Right adora i ritratti di Nigel Parry.
Venerdì sera.
Siamo io e Left, a casa, sul divano letto, aperto, siamo decisamente stanchi.
Da mesi le sere, che erano il nostro momento più produttivo, sono diventate l’unico momento in cui ci disattiviamo e va bene così, stiamo re-imparando a prenderci i nostri tempi.
Abbiamo orari e abitudini da fare invidia ad un ventenne, ma di anni ne abbiamo 34 e 35.
Tra 34 e 35 quello che ti aspetti è di aver trovato un minimo di stabilità invece ti cambia tutto sotto i piedi, giornalmente, alla sera ci arrivi proprio stanco.

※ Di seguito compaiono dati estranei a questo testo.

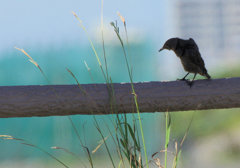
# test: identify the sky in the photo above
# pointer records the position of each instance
(42, 23)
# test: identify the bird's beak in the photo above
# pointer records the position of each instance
(160, 49)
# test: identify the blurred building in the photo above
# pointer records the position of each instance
(214, 24)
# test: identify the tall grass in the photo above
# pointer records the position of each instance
(126, 135)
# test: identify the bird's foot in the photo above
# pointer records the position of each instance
(190, 84)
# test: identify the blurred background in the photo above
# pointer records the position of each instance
(48, 31)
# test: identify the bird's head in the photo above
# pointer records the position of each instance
(170, 44)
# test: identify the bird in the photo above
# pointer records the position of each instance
(188, 52)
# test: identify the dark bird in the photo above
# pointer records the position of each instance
(188, 52)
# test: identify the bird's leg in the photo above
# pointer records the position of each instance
(191, 83)
(184, 77)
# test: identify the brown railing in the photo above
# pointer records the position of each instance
(51, 100)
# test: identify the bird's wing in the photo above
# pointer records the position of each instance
(195, 57)
(192, 44)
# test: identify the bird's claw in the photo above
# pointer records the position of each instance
(190, 84)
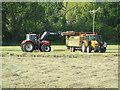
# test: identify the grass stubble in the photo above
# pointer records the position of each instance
(59, 68)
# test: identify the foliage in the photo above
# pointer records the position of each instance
(19, 18)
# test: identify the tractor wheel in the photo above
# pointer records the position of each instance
(89, 49)
(96, 49)
(84, 49)
(72, 49)
(45, 48)
(102, 49)
(28, 47)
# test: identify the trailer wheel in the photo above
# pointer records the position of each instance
(89, 49)
(84, 49)
(27, 47)
(45, 48)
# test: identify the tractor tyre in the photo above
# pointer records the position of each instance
(84, 48)
(89, 49)
(45, 48)
(102, 49)
(96, 49)
(72, 49)
(22, 48)
(28, 47)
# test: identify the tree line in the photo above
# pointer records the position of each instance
(19, 18)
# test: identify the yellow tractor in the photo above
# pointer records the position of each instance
(83, 41)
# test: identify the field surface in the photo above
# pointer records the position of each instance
(59, 68)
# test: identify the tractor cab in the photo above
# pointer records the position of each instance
(31, 37)
(93, 38)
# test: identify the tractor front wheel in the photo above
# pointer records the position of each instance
(45, 48)
(27, 47)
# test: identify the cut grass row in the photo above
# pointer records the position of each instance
(56, 49)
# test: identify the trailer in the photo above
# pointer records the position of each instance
(83, 41)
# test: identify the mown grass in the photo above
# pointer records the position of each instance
(57, 49)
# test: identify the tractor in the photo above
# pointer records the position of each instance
(83, 41)
(36, 42)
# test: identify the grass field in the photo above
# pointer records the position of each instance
(59, 68)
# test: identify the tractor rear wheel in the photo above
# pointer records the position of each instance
(102, 49)
(28, 47)
(45, 48)
(72, 49)
(84, 49)
(96, 49)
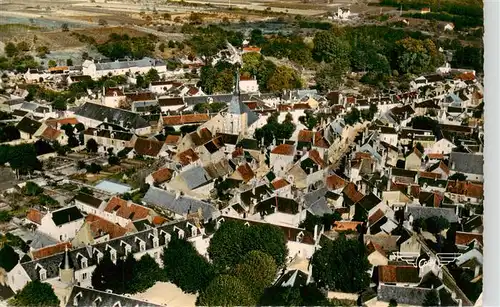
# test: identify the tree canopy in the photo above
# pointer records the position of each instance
(8, 257)
(346, 274)
(35, 293)
(256, 279)
(226, 290)
(185, 267)
(275, 130)
(233, 240)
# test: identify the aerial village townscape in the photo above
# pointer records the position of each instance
(235, 153)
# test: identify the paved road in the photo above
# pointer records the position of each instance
(448, 279)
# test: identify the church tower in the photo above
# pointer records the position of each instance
(66, 269)
(239, 116)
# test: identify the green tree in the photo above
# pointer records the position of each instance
(11, 50)
(35, 293)
(226, 290)
(233, 240)
(145, 273)
(256, 280)
(352, 117)
(309, 295)
(283, 78)
(152, 75)
(431, 299)
(113, 160)
(92, 146)
(5, 216)
(8, 257)
(52, 63)
(106, 274)
(251, 62)
(185, 267)
(436, 224)
(23, 46)
(346, 274)
(329, 48)
(330, 76)
(32, 189)
(458, 176)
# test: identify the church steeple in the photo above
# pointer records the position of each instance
(66, 269)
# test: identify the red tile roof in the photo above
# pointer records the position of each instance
(125, 209)
(435, 156)
(279, 183)
(395, 274)
(162, 175)
(172, 139)
(53, 122)
(174, 120)
(346, 225)
(187, 157)
(429, 175)
(306, 136)
(314, 155)
(372, 247)
(464, 238)
(251, 49)
(351, 191)
(112, 90)
(100, 227)
(147, 147)
(334, 182)
(375, 217)
(50, 133)
(50, 250)
(246, 172)
(35, 216)
(158, 220)
(284, 149)
(465, 188)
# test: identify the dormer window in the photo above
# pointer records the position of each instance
(77, 298)
(180, 232)
(167, 236)
(112, 253)
(300, 236)
(83, 260)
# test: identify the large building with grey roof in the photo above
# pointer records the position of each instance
(84, 260)
(99, 69)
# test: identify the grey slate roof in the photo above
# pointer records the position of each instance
(90, 297)
(88, 199)
(28, 125)
(403, 295)
(297, 278)
(181, 205)
(112, 115)
(51, 263)
(426, 212)
(145, 62)
(466, 163)
(195, 177)
(66, 215)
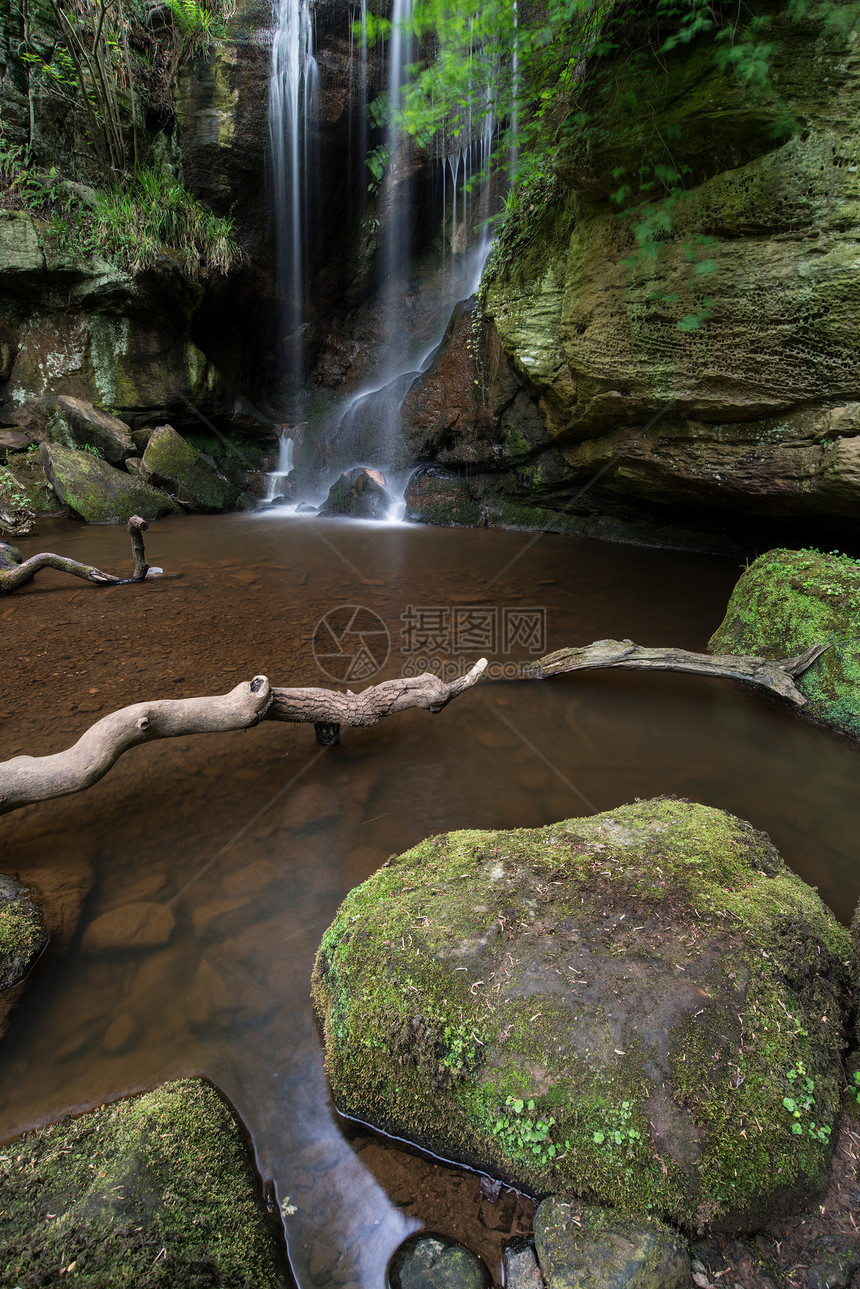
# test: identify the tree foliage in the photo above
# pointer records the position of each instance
(561, 76)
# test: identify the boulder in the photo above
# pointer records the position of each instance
(175, 465)
(428, 1261)
(110, 1196)
(76, 423)
(22, 935)
(133, 926)
(97, 491)
(360, 494)
(437, 496)
(788, 601)
(589, 1248)
(618, 1006)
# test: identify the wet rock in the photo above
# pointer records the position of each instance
(360, 494)
(428, 1261)
(133, 926)
(98, 493)
(592, 1248)
(13, 441)
(521, 1270)
(76, 423)
(437, 496)
(164, 1171)
(22, 935)
(583, 990)
(181, 469)
(788, 601)
(833, 1258)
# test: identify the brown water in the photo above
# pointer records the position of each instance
(263, 832)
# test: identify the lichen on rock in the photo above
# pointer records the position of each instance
(788, 601)
(614, 1007)
(156, 1190)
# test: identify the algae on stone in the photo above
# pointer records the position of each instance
(97, 491)
(615, 1007)
(788, 601)
(22, 935)
(157, 1190)
(174, 464)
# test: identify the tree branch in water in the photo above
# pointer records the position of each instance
(14, 574)
(26, 780)
(776, 677)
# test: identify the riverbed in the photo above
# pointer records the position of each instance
(253, 838)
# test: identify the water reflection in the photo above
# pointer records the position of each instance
(227, 994)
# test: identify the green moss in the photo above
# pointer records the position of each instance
(457, 945)
(157, 1190)
(788, 601)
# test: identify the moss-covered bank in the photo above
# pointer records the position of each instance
(614, 1007)
(157, 1190)
(785, 602)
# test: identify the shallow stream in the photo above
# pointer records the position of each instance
(255, 837)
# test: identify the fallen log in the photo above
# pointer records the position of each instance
(16, 572)
(25, 780)
(775, 676)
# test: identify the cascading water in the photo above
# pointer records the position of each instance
(276, 480)
(293, 93)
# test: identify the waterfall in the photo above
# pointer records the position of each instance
(276, 478)
(293, 85)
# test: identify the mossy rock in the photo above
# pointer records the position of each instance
(610, 1007)
(22, 935)
(788, 601)
(97, 491)
(175, 465)
(157, 1190)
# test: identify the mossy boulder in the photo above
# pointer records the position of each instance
(97, 491)
(157, 1190)
(791, 600)
(76, 423)
(22, 935)
(175, 465)
(613, 1007)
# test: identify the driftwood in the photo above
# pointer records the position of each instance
(25, 780)
(778, 677)
(14, 575)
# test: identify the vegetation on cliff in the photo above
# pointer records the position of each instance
(784, 602)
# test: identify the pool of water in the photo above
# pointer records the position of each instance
(253, 838)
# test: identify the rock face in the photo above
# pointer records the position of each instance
(360, 494)
(97, 491)
(597, 1007)
(22, 935)
(588, 1248)
(164, 1171)
(788, 601)
(758, 407)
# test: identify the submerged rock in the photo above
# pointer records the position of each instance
(589, 1248)
(22, 935)
(427, 1261)
(615, 1006)
(360, 494)
(97, 491)
(155, 1190)
(175, 465)
(788, 601)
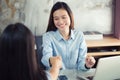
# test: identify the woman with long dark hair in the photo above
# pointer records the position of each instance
(18, 59)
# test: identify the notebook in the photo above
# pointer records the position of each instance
(108, 68)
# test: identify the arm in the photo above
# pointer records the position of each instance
(82, 53)
(47, 50)
(56, 63)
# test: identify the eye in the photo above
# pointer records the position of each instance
(56, 18)
(64, 17)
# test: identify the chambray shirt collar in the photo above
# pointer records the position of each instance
(59, 36)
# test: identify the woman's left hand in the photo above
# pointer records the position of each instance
(90, 61)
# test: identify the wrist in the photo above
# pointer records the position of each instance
(87, 67)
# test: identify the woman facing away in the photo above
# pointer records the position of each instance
(61, 39)
(18, 58)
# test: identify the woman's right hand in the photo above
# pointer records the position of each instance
(56, 61)
(56, 64)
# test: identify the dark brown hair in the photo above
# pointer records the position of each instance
(17, 54)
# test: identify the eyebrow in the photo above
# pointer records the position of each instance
(57, 16)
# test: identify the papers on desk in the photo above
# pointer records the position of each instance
(93, 35)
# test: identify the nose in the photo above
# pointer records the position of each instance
(61, 21)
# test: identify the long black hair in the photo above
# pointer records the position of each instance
(18, 59)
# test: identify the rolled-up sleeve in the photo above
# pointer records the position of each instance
(47, 50)
(82, 54)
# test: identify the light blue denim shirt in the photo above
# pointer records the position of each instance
(73, 51)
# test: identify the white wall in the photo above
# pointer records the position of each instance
(91, 15)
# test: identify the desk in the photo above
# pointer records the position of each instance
(105, 42)
(72, 74)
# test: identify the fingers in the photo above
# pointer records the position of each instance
(90, 61)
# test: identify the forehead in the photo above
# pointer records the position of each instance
(60, 12)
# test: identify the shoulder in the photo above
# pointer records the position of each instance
(77, 32)
(50, 33)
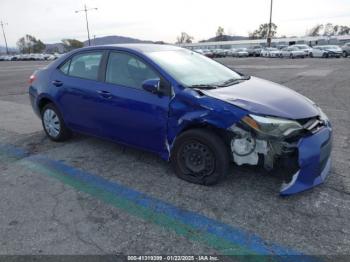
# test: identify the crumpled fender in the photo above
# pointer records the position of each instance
(314, 162)
(189, 108)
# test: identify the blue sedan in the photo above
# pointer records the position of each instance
(190, 110)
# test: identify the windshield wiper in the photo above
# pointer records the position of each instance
(233, 81)
(204, 86)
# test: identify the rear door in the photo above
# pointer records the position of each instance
(77, 82)
(128, 113)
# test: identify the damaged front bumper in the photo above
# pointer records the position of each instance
(314, 162)
(304, 162)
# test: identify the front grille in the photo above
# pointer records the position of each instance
(325, 153)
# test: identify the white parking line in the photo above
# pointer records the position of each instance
(18, 118)
(268, 66)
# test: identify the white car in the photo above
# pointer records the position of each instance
(307, 49)
(270, 52)
(292, 52)
(326, 51)
(241, 52)
(319, 51)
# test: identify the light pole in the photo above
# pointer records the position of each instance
(270, 26)
(3, 32)
(87, 22)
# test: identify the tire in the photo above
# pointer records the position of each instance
(200, 157)
(53, 124)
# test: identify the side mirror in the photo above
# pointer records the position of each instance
(152, 85)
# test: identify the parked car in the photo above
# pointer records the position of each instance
(292, 52)
(334, 51)
(183, 107)
(219, 53)
(280, 47)
(327, 51)
(240, 52)
(208, 53)
(307, 49)
(254, 50)
(271, 52)
(346, 49)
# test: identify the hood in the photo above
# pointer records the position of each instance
(266, 98)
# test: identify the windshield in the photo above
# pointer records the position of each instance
(190, 68)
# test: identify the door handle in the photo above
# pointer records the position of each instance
(104, 94)
(57, 83)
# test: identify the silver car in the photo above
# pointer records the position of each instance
(292, 52)
(307, 49)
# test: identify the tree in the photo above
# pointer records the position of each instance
(329, 29)
(29, 44)
(263, 31)
(316, 30)
(71, 44)
(184, 38)
(343, 30)
(220, 32)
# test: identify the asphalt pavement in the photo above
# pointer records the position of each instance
(89, 196)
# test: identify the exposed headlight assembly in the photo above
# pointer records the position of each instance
(271, 126)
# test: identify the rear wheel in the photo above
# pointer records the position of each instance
(53, 124)
(200, 156)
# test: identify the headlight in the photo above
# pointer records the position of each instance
(271, 126)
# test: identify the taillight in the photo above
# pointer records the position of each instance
(31, 79)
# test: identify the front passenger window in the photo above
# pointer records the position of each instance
(128, 70)
(86, 65)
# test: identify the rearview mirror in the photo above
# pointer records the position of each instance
(151, 85)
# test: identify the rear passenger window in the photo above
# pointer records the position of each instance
(65, 67)
(86, 65)
(127, 70)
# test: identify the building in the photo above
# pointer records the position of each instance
(309, 40)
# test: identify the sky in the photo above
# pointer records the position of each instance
(53, 20)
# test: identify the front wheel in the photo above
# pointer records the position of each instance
(200, 157)
(53, 124)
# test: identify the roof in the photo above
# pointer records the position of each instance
(143, 48)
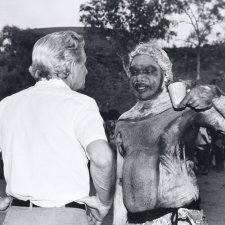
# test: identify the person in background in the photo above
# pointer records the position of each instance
(49, 133)
(155, 179)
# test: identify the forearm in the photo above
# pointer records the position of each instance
(103, 176)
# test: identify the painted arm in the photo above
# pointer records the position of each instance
(209, 102)
(102, 167)
(119, 210)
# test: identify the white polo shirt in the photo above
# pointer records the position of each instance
(44, 132)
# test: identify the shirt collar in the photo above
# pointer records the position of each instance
(52, 83)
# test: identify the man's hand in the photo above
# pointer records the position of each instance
(96, 210)
(200, 98)
(4, 203)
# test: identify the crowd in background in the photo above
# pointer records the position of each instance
(209, 151)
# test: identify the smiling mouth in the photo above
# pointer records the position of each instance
(140, 87)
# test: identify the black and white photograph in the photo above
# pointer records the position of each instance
(112, 112)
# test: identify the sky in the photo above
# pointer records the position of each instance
(40, 13)
(53, 13)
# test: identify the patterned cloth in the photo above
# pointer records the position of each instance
(183, 217)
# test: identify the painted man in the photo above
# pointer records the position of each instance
(155, 179)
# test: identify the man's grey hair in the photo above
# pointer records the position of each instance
(54, 55)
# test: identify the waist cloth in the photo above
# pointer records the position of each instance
(18, 202)
(149, 215)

Il venerdì sera ce lo dedichiamo, è sempre stato così.
Alle 22:00 io – Right – mi rendo conto di avere contestualmente fame e voglia di fiondarmi sotto la doccia.
Left si mette in cucina, prepara due hamburger di chianina con la maestria di un americano e gusto mediterraneo, in pratica riesce a cucinare un hamburger in maniera eccellente. Io volo sotto la doccia.
Nella mezz’ora precedente è successo questo: bicchiere di vino alla mano navigo il sito di Nigel Parry, fotografo, ritrattista, tante celebrities, ho la testa che vorrebbe spiegare un sacco di cose ma come al solito non ci riesco e sintetizzo con un “vorrei essere una brava ritrattista come lui”.
Non sono soddisfatta, questa non è una spiegazione, non ho detto quello che volevo, non ho detto quello che ho pensato.
Abbasso le difese e comincio il mio monologo.
Apro il sipario da sola e parto, Left mi ascolterà, mi ascolterà come sempre e riuscirà a capire anche quello che nonostante tutto non dirò.
Non vorrei essere una ritrattista come Nigel Parry per ottenere foto come le sue, adoro quelle luci, adoro i tagli, adoro le inquadrature, adoro tutto di quelle foto.
Tutto e tutte.
Quello che vorrei è saper guardare gli esseri umani come li guarda lui. Non è la fotografia è l’atto del guardare (e la differenza è veramente tanta), alcuni gli avranno dedicato ore, qualcuno minuti; le scorro, tutte, una cosa mi è chiara: tutte hanno concesso un biglietto di entrata, lui le persone non le guarda e basta, quei ritratti non dicono questo, lui chiede che l’altro gli dedichi la possibilità di avere accesso al non detto.
Il fascino di questo sistema è che due persone, fotografo e soggetto, perfettamente in grado di utilizzare dei sistemi di comunicazione canonici decidono di parlare stando in silenzio. Affidano all’osservatore un pezzetto microscopico della loro discussione e lo fanno con violenza. Entrambi.
Il fotografo ti vomita addosso la capacità che ha di entrare, di comunicare ma non dice altro, non un accenno a cosa, non un accenno al perché, la comunicazione è privata.
Il soggetto lascia che argento o silice (a seconda dell’anno e del mezzo) imprimano indelebilmente il proprio consenso, ma anche qui, nessun accenno a cosa, nessun accenno al perché.
Non vorrei saper riprodurre quei ritratti vorrei saper guardare così chiunque, in qualunque contesto, in qualunque luogo.
Abbasso il sipario e – come ho già detto – corro sotto la doccia.
Permane però quella bella sensazione di avere altro da imparare, altro da capire.
Come è già capitato in passato, utilizzando le parole di chi è molto più bravo di me “non nutro alcun interesse verso cose di cui mi sembra di aver già capito tutto”.